Маша взяла чайник, отнесла на кухню, подбросила в плиту дров, вернулась. Поправила подушку под головой Семена, села на край дивана.

— Никто пачкаться не хочет: шкуру надо скоблить, мочить, сушить. Потом шить, потом вышивать. В квартире запах будет, как в чуме. Дети не хотят дошки носить — в магазине, говорят, пальто купи. Мы не дикари уже, говорят. А вам я найду что-нибудь, у стариков есть пока.

Сватеев смотрел в окно, — там все еще держалось солнце, не подул верховой ветер, и зеленые космы лиственниц затрепались, спутываясь, плотно шумя.
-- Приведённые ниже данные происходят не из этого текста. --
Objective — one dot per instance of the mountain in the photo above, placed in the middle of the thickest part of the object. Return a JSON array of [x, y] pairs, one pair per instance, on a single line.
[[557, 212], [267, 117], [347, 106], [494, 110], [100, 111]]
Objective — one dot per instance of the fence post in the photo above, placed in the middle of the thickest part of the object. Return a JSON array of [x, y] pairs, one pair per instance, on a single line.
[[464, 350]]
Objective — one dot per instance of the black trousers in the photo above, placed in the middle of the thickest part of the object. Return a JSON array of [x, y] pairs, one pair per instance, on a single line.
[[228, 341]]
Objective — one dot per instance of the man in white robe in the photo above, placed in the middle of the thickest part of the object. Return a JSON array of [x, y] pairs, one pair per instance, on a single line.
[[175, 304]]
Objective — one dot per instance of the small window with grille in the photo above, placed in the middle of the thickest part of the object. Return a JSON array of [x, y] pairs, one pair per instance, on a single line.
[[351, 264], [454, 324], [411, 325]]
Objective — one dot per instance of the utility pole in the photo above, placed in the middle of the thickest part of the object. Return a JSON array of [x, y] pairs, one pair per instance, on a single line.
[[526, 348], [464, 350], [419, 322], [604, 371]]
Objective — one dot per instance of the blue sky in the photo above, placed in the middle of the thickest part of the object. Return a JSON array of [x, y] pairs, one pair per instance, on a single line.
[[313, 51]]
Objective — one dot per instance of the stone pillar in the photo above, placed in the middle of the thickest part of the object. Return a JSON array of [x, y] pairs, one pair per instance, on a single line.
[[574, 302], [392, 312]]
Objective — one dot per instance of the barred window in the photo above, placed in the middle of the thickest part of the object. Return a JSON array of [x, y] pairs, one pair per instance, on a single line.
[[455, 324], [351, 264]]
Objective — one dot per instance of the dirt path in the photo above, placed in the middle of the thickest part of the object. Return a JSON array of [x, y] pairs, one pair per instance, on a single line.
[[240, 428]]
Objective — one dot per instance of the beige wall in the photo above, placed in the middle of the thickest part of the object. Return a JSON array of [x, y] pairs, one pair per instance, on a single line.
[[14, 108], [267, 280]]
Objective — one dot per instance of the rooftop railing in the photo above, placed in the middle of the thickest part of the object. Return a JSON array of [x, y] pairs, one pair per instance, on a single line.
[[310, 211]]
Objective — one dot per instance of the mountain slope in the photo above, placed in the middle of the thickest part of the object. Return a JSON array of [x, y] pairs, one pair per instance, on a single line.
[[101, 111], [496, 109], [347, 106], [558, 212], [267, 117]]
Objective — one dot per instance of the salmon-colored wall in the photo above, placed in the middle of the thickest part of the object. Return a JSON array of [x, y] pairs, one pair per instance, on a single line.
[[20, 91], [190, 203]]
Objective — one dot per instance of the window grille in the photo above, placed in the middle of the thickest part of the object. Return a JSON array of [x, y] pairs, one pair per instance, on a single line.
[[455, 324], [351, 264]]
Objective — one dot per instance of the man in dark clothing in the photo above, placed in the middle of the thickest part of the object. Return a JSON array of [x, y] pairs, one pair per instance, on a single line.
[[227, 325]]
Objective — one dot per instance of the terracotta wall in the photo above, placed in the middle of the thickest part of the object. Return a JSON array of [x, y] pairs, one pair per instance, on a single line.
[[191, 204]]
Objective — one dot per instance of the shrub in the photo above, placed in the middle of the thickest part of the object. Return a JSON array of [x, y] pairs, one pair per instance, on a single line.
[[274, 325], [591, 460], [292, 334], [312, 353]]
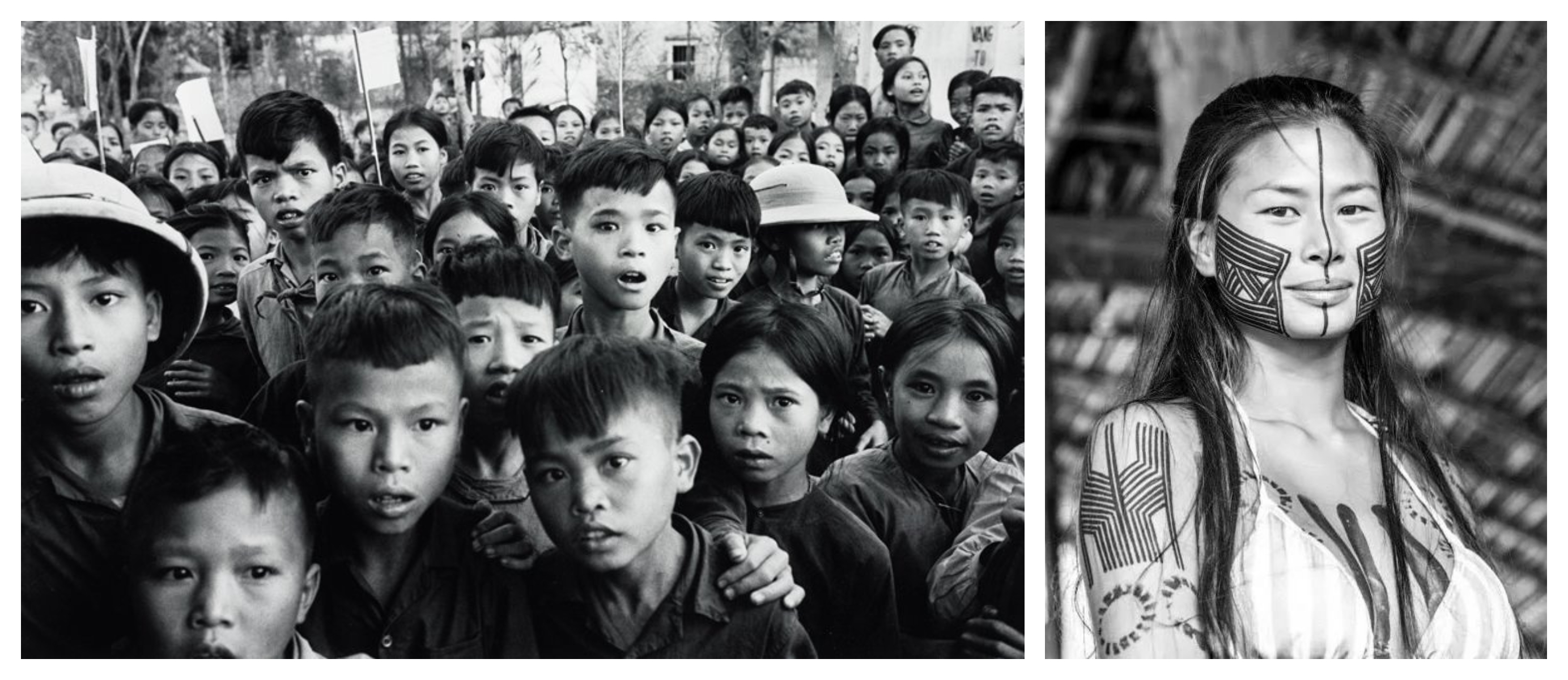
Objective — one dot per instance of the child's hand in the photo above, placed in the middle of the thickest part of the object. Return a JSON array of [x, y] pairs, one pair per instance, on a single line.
[[874, 436], [1013, 515], [877, 323], [499, 535], [761, 571], [990, 638], [192, 380]]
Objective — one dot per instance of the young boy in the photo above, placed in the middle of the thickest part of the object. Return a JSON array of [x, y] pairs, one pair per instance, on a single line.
[[935, 207], [996, 182], [802, 231], [620, 228], [796, 103], [217, 372], [758, 132], [537, 120], [736, 105], [504, 160], [363, 234], [717, 215], [549, 212], [664, 124], [601, 420], [993, 115], [107, 295], [385, 413], [507, 306], [292, 159], [218, 533]]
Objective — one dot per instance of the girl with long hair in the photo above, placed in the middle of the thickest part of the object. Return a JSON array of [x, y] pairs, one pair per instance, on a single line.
[[1274, 490]]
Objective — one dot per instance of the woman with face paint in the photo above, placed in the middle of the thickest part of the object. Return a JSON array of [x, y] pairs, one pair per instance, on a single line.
[[1274, 490]]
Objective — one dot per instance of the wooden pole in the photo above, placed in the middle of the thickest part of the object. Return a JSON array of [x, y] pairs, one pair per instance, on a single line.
[[371, 120], [97, 112]]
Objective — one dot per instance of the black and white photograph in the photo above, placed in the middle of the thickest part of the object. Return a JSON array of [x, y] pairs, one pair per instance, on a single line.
[[1297, 339], [704, 339]]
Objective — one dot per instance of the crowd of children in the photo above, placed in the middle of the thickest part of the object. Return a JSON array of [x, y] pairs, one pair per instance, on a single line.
[[739, 386]]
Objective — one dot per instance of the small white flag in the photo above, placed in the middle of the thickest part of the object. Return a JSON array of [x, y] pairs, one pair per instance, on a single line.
[[88, 49], [199, 110], [379, 58]]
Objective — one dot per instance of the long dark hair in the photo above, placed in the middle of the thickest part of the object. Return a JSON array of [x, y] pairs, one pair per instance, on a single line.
[[1194, 348]]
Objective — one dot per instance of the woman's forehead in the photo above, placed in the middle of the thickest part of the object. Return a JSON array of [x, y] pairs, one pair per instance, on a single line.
[[1303, 157]]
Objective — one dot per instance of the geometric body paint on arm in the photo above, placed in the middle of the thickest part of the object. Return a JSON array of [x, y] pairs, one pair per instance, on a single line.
[[1248, 271], [1120, 505], [1369, 259]]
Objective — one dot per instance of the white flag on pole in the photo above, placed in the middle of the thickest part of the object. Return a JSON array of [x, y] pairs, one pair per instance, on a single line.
[[379, 58], [199, 110], [88, 49]]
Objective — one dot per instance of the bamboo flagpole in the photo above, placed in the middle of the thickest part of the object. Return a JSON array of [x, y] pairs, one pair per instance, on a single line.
[[360, 63], [88, 52]]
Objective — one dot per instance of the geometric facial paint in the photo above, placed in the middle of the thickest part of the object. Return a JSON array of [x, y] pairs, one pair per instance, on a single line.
[[1248, 271], [1369, 259]]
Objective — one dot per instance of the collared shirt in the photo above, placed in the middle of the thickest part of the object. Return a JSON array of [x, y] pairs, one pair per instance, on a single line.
[[845, 571], [662, 331], [451, 604], [669, 306], [915, 522], [694, 621], [73, 588], [955, 579], [891, 287], [273, 311]]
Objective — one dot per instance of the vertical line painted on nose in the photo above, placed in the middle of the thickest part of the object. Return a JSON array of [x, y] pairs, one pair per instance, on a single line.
[[1322, 216]]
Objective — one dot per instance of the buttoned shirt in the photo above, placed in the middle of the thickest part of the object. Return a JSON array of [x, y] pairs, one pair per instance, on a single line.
[[694, 621], [73, 586], [451, 604]]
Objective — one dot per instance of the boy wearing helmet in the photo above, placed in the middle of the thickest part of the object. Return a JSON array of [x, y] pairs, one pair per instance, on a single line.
[[109, 295]]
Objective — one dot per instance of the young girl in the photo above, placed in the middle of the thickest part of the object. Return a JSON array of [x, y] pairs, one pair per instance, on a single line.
[[871, 245], [849, 109], [700, 118], [722, 148], [414, 142], [568, 126], [606, 124], [802, 246], [466, 218], [151, 120], [827, 150], [217, 370], [160, 198], [946, 366], [792, 148], [686, 165], [1274, 491], [860, 187], [150, 160], [774, 383], [192, 165], [665, 126], [883, 144], [908, 85], [1006, 292]]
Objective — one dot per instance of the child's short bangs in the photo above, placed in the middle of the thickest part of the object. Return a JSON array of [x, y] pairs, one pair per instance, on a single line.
[[579, 388]]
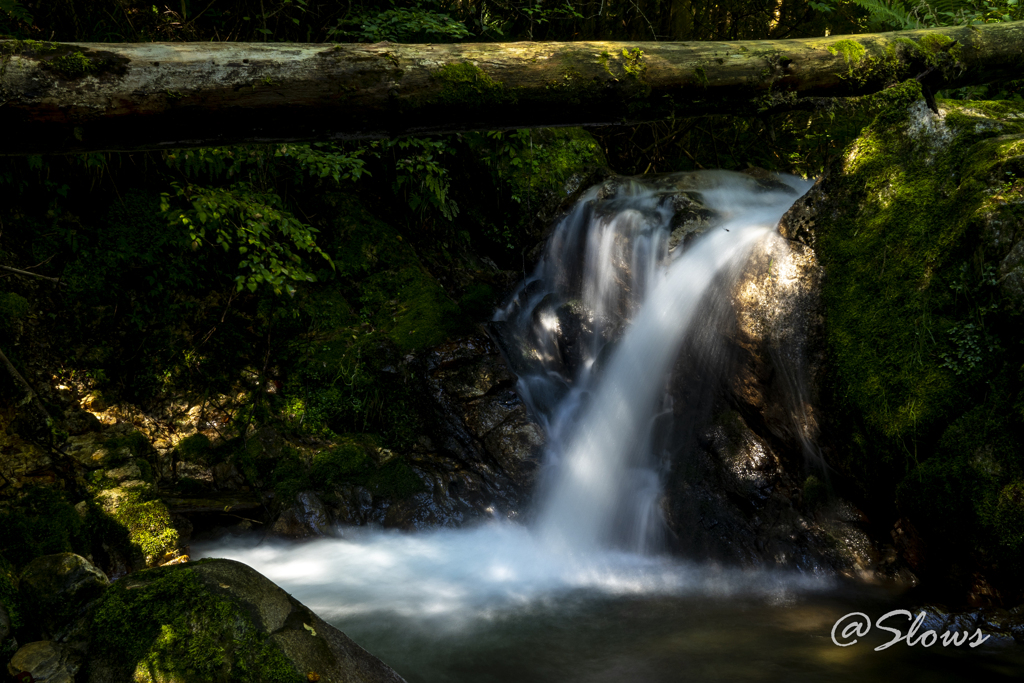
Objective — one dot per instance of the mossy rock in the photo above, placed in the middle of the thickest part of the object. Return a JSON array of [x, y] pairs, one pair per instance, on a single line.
[[56, 589], [142, 516], [13, 308], [41, 522], [219, 622], [919, 220]]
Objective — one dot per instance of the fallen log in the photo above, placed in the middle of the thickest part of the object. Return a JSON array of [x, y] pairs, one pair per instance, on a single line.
[[58, 97]]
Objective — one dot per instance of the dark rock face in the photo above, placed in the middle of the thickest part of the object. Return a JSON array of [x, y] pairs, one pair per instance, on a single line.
[[230, 608], [482, 453], [45, 662], [478, 458], [305, 517], [56, 590], [919, 229]]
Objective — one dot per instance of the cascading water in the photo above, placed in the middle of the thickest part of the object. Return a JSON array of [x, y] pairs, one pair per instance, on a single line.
[[594, 336], [609, 259]]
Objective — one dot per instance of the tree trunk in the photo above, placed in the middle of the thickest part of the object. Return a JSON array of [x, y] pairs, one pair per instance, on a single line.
[[78, 97]]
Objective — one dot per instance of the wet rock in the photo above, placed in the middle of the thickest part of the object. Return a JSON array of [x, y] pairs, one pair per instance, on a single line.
[[88, 450], [482, 431], [306, 517], [127, 472], [93, 402], [57, 589], [226, 476], [354, 505], [5, 626], [22, 458], [227, 605], [45, 662], [80, 422]]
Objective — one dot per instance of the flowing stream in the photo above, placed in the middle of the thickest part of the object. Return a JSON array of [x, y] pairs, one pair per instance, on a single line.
[[582, 592]]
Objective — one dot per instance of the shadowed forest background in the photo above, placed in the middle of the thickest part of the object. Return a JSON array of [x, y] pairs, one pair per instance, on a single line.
[[287, 285]]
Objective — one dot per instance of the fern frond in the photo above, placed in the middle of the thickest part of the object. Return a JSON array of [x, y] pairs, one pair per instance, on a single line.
[[893, 12]]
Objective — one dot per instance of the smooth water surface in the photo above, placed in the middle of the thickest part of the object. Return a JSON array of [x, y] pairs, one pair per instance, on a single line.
[[493, 605]]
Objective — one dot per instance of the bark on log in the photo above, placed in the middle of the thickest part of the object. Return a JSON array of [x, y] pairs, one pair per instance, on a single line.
[[79, 97]]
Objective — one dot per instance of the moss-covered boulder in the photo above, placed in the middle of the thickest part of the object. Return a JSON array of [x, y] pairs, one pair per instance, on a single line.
[[57, 589], [920, 227], [218, 621]]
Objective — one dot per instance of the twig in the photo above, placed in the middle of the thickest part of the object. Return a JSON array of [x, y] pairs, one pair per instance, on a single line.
[[33, 396], [31, 274]]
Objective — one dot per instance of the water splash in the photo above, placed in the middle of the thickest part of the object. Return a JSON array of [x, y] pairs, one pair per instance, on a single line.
[[592, 336], [600, 399]]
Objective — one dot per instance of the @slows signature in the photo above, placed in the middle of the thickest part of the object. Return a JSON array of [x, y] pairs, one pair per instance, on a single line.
[[858, 625]]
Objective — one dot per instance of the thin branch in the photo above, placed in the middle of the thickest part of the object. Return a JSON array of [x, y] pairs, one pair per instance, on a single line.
[[30, 274]]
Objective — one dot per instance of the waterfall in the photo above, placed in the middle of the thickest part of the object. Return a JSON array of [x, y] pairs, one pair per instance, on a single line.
[[592, 336], [608, 273]]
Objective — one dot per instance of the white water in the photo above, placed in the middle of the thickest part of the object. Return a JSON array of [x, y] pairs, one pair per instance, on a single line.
[[599, 510], [602, 486]]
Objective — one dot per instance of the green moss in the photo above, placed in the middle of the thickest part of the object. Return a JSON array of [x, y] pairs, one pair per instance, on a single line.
[[13, 308], [851, 50], [351, 463], [9, 597], [147, 522], [41, 522], [73, 65], [136, 442], [167, 624], [195, 449], [924, 343], [465, 84], [701, 76]]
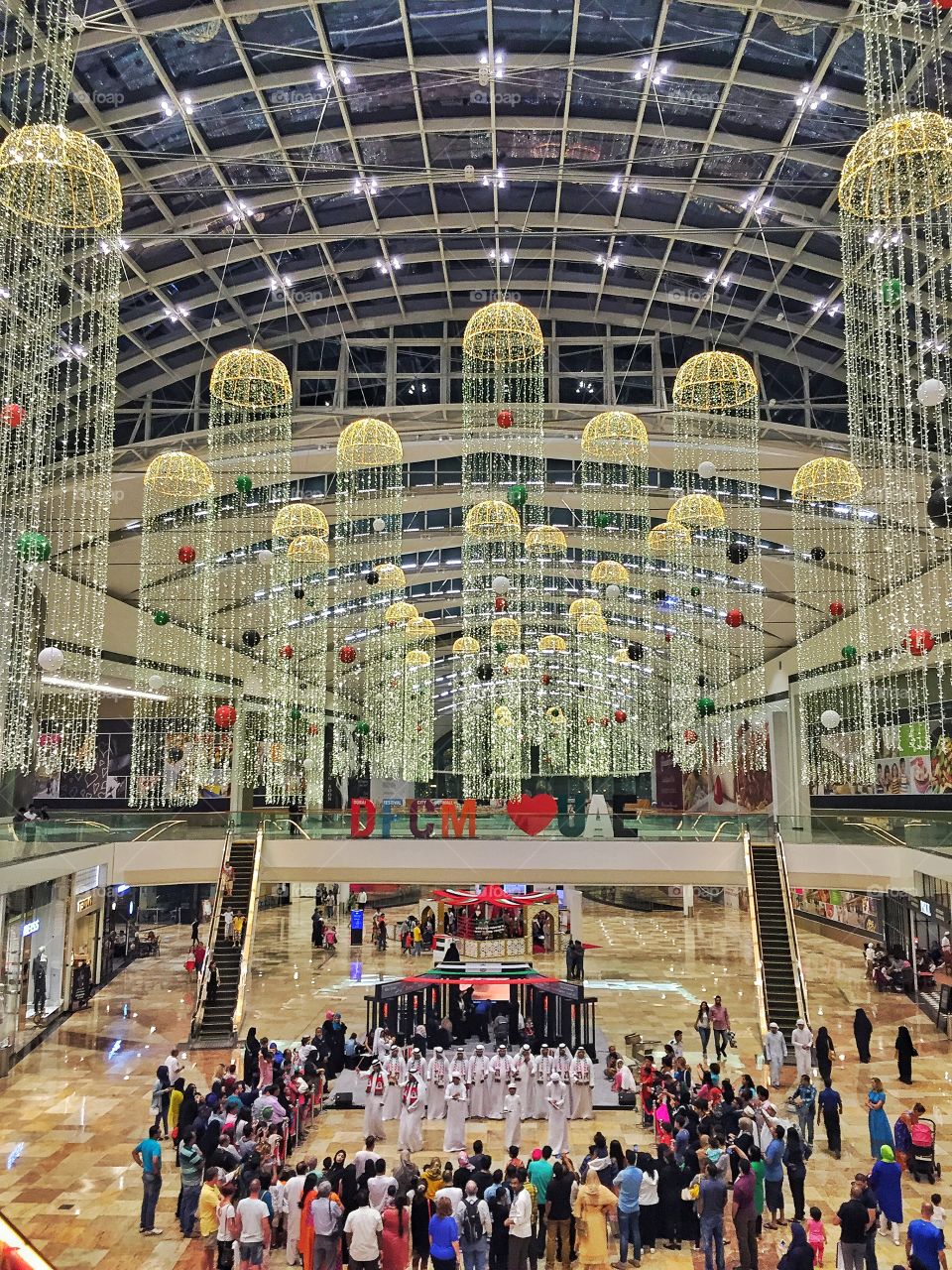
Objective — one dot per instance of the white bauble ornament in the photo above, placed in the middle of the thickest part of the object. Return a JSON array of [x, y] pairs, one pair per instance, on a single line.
[[51, 661], [930, 393]]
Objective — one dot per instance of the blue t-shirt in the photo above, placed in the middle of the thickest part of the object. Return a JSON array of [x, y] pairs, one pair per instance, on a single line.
[[629, 1183], [151, 1152], [774, 1161], [443, 1230], [928, 1241]]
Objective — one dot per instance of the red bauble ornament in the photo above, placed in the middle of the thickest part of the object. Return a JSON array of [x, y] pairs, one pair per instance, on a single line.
[[225, 716], [919, 642]]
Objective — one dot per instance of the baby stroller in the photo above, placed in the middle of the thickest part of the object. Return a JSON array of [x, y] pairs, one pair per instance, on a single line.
[[921, 1159]]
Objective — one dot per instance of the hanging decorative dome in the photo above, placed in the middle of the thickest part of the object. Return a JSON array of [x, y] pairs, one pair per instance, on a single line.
[[697, 512], [368, 444], [610, 572], [715, 381], [544, 540], [250, 379], [503, 333], [56, 177], [179, 475], [898, 168], [826, 480], [299, 518], [493, 521], [615, 437]]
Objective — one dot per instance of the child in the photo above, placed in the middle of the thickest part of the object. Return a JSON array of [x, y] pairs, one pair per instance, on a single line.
[[938, 1213], [816, 1234]]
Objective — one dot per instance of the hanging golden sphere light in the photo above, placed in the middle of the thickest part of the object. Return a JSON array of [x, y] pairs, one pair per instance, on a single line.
[[615, 437], [826, 480], [493, 521], [544, 540], [368, 444], [179, 475], [697, 512], [56, 177], [714, 381], [898, 168], [607, 572], [503, 333], [299, 518]]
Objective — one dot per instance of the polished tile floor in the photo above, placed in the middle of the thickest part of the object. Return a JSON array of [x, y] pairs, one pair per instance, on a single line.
[[71, 1111]]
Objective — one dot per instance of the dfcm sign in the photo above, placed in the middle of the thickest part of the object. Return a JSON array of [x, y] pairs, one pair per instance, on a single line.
[[530, 815]]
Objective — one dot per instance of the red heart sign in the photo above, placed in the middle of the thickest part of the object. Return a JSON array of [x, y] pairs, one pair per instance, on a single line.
[[532, 813]]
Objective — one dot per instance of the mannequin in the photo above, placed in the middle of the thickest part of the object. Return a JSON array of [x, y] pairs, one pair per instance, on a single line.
[[40, 984]]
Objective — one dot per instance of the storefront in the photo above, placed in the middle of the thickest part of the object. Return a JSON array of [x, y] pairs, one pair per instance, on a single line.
[[33, 976]]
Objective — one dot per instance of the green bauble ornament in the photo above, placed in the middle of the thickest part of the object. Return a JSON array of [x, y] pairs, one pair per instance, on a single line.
[[33, 547]]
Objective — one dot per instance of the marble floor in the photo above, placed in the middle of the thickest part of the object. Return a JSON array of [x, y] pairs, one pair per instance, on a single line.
[[72, 1110]]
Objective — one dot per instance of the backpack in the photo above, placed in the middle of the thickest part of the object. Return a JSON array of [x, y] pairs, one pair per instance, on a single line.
[[472, 1225]]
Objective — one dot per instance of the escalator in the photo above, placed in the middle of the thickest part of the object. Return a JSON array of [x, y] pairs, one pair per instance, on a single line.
[[216, 1021], [780, 979]]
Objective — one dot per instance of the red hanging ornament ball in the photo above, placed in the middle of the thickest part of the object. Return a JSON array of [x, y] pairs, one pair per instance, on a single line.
[[225, 716]]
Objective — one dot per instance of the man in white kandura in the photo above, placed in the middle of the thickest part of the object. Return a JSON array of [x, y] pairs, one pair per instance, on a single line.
[[556, 1097], [436, 1080], [512, 1110], [774, 1053], [395, 1071], [802, 1042], [583, 1080], [499, 1074], [413, 1105], [476, 1080], [454, 1134], [373, 1107], [540, 1074]]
От этого сделалось как-то глуше, пустыннее. Даже легкий водочный шум в голове казался звучанием беспредельной тишины.

Да, все просто и понятно: эвенки жили тяжко, едва посильной была им природа, кормились мясом, рыбой, одевались в шкуры. И надоело им это за тысячи лет. Они отдыхают теперь в веселии, часто буйном, диком. Необходимо время, прошествие времени, чтобы оглянуться, вспомнить предков, их легенды, ремесло. И конечно, привыкнуть к новой жизни. Смогут ли?..

На диване зашевелился и сразу вскочил Семен. Потер кулаками глаза, увидел Сватеева, очень обрадовался, протянул обе руки:

— Дорово, друг! — стиснул Сватееву ладонь, потащил к столу. — Жинка, давай нам поправиться.

Маша принесла бутылку, рыбу, миску мяса, сама налила рюмку, предложила выпить. Она решила, наверное, сегодня не перечить мужу, да и по обычаю северному: пока гость в доме — надо его угощать. Выпила полную рюмку, задохнулась:

— Ой, умру!

Семен и в самом деле «поправился», стал почти трезвым, спокойно, рассудительно говорил. Сватеев спросил его о председателе Колгуеве — что за человек, как руководит. Немного помолчав, Семен ответил, что «в общем, однако хороший руководитель: который раньше был — алкоголик этот никому не мешает, сидит в кабинете — пусть сидит». С приходом Колгуева, оказывается, начал постоянно выполняться план, утвердились хорошие заработки, председатель «пробивной», в районе, в области его знают; достал подвесной мотор каждому рыбаку, электромоторы на плот, вытребовал опытного ветеринара для стада; построил новый клуб, дома строит.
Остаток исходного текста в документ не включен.